Pyridine(diimine) Molybdenum-Catalyzed Hydrogenation of Arenes and Hindered Olefins: Insights into Precatalyst Activation and Deactivation Pathways

Pyridine­(diimine) molybdenum bis­(olefin) and bis­(alkyl) complexes were synthesized, characterized, and examined for their catalytic activity in the hydrogenation of benzene and a selection of substituted arenes. The molybdenum bis­(alkyl) complex (4-tBu-iPrPDI)­Mo­(CH2SiMe3)2 (iPrPDI = 2,6-(2,6-(C­(CH3)2H)2C6H3NCMe)2C5H3N) exhibited the highest activity for the hydrogenation of benzene, producing cyclohexane in >98% yield at 23 °C under 4 atm of hydrogen after 48 h. Toluene and o-xylene were similarly hydrogenated to their respective cycloalkanes, with the latter yielding predominantly (79:21 dr) cis-1,2-dimethylcyclohexane.
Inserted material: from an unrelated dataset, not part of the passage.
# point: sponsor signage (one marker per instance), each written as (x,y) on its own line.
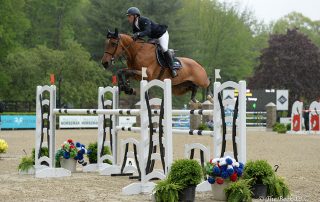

The molybdenum-catalyzed hydrogenation of naphthalene yielded tetralin exclusively, and this selectivity was maintained at higher H2 pressure. At 32 atm of H2, more hindered arenes such as monosubstituted benzenes, biphenyl, and m- and p-xylenes underwent hydrogenation with yields ranging between 20 and >98%. (4-tBu-iPrPDI)­Mo­(CH2SiMe3)2 was also a competent alkene hydrogenation catalyst, supporting stepwise reduction of benzene to cyclohexadiene and cyclohexene during molybdenum-catalyzed arene hydrogenation. Deuterium labeling studies for the molybdenum-catalyzed hydrogenation of benzene produced numerous isotopologues and stereoisomers of cyclohexane, indicating reversible hydride (deuteride) insertion/β-H­(D) elimination, diene/olefin binding, and allylic C–H­(D) activation during the reaction. The resting state of the catalyst under neat conditions was established as the η6-benzene complex (iPrPDI)­Mo­(η6-benzene). Under catalytic conditions, pyridine underwent C–H activation of the 2-position and furan underwent formal C–O oxidative addition to yield a “metallapyran”. Both reactions were identified as important catalyst deactivation pathways for the attempted molybdenum-catalyzed hydrogenation of heteroarenes.